Installation / Maintenance
Removing and installing the porcelain tiles (post #2)
Appliance adapter for venting pipe (post #4)

Operation
Self Control System (Post #5)
Blower Speed (Post #6)

*Related Content*

Ravelli RV80 airflow meter error and replacement. (link)
*Official Documents*

RV100 Classic Manual (pdf)
RV110 Dimensions (pdf) (This is linked to off the RV100 Classic product page, and the dimensions appear to match. I suspect they changed the model names for the US region)


----------



## PelletPractitioner (Oct 9, 2018)

*Installing the Panels*

I ordered a Ravellli RV100c but opted out of the installation (~$800).  It arrived with the unit, and a box of porcelain panels. After verifying none of the panels were broken, I begin the surprisingly frustrating job of installing them.

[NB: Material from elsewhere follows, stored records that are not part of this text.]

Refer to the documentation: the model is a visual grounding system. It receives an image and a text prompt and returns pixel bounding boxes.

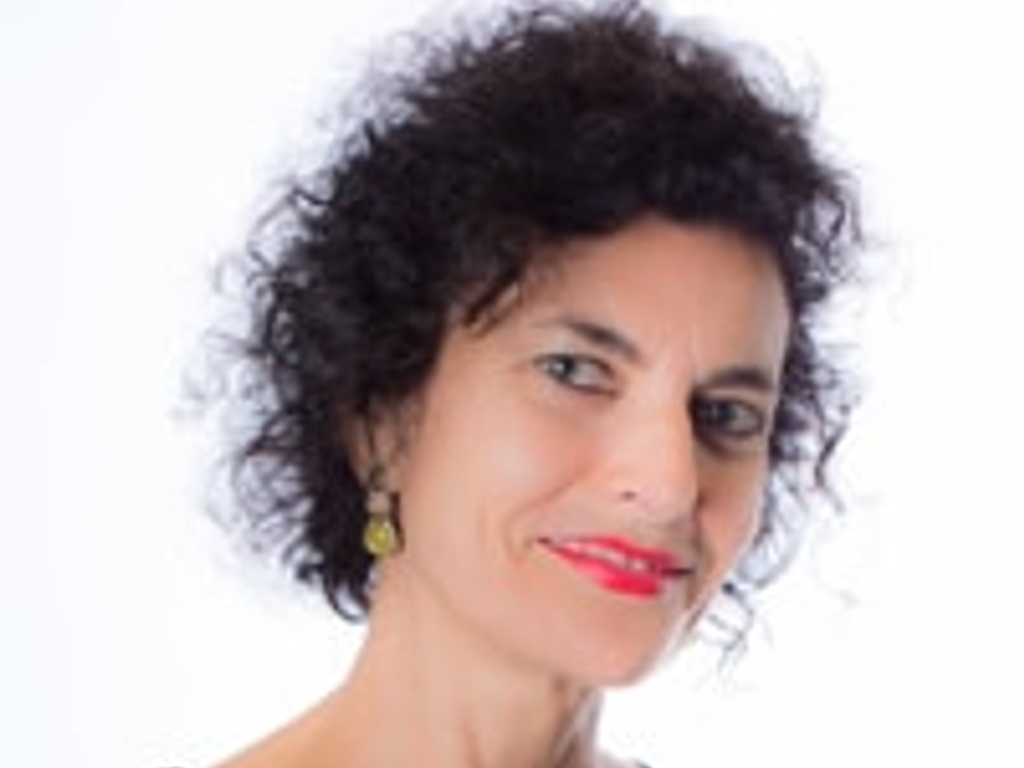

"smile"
[541,537,690,597]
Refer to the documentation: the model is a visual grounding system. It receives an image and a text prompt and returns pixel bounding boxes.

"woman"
[205,3,857,768]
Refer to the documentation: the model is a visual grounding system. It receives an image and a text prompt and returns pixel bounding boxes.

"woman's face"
[380,218,788,685]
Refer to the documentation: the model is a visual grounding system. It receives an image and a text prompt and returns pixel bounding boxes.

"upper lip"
[541,536,691,575]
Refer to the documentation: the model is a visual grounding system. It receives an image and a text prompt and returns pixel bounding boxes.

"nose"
[607,414,701,524]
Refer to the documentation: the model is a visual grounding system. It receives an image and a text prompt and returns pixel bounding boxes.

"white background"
[6,0,1024,768]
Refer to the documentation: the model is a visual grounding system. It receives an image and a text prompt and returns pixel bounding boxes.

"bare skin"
[211,217,788,768]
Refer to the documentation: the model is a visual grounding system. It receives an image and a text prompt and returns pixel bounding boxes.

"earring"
[362,465,401,557]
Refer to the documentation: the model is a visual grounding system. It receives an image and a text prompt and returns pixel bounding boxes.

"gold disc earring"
[362,465,401,557]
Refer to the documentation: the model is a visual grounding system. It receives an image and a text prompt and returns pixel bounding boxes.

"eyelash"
[537,352,769,452]
[690,396,768,449]
[537,352,614,394]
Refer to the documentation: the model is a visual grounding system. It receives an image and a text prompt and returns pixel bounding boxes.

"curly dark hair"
[211,2,860,638]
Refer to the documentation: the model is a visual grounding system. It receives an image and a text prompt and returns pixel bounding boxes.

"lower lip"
[548,545,671,597]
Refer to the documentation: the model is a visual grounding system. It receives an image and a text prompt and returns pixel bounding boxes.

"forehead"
[507,217,788,362]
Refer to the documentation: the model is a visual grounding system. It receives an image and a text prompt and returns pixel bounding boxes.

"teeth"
[559,540,660,573]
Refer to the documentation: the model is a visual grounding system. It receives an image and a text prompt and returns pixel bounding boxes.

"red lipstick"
[542,537,688,597]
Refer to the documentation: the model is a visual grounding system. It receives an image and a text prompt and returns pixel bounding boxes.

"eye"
[537,352,614,394]
[690,397,768,447]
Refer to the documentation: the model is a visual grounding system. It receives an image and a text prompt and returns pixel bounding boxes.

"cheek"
[404,376,588,536]
[700,464,767,574]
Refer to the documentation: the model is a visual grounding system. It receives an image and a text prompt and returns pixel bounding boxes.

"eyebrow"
[544,315,644,364]
[543,314,779,394]
[700,366,778,394]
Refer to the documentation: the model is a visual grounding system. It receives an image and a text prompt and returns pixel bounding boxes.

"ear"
[341,399,418,487]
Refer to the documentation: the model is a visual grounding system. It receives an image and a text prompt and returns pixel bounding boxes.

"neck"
[307,561,601,768]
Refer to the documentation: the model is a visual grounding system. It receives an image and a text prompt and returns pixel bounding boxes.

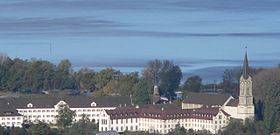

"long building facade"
[0,49,254,134]
[0,96,131,127]
[99,105,230,134]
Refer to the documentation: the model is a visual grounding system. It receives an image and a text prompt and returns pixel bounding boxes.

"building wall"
[182,102,203,109]
[222,106,239,119]
[99,111,230,134]
[0,116,23,127]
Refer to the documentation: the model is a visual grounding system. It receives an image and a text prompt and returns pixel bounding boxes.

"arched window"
[90,102,96,107]
[27,103,33,108]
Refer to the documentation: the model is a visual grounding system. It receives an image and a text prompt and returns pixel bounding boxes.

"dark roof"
[226,99,239,106]
[106,106,226,120]
[242,50,249,79]
[0,96,131,108]
[183,92,230,106]
[0,99,22,116]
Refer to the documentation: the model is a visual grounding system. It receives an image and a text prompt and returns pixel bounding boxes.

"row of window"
[1,122,21,126]
[111,119,138,124]
[2,117,21,120]
[18,109,103,113]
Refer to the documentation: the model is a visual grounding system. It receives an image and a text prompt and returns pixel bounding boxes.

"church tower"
[237,48,255,120]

To install the top panel: this is obvious.  Just take off the cast iron top and slide into place.

To install the front bottom panel: remove the right two panels, if installed.  Loosen the 4 or 5 bolts securing the right rail that runs the entire length of the stove.  Slide out the rail.  Insert the tile on the left rail, then into the the right rail.  Slide the right rail back into place and tighten screws.

To instal the side panels: this is also straight-forward.

*Side Panels that Won't Slide Into Place*

My right panels slide nicely into place.  The left ones were very difficult.  The tile would slide in 3 inches, then get stuck.  They were almost impossibly hard to remove, even though I didn't force them in.  It was crazy.   I was worried they would shatter.  It was pretty scary.  I thought the stove might have gotten dinged during shipment, so I called the dealer.  The installer told me they sometimes encounter this and didn't seem surprised.  He recommended using a wide flat screw driver or pliers, wrapped with painters tape (to avoid stripping off the black paint), to expand the rail from the inside.

Once I got it past that, it would stop 2" before the bottom of the stove.  I used a pliers and paper towels folded over about 5 times to bend the outer rail.  I also stuck it in the rail and wiggled it to widen the rail.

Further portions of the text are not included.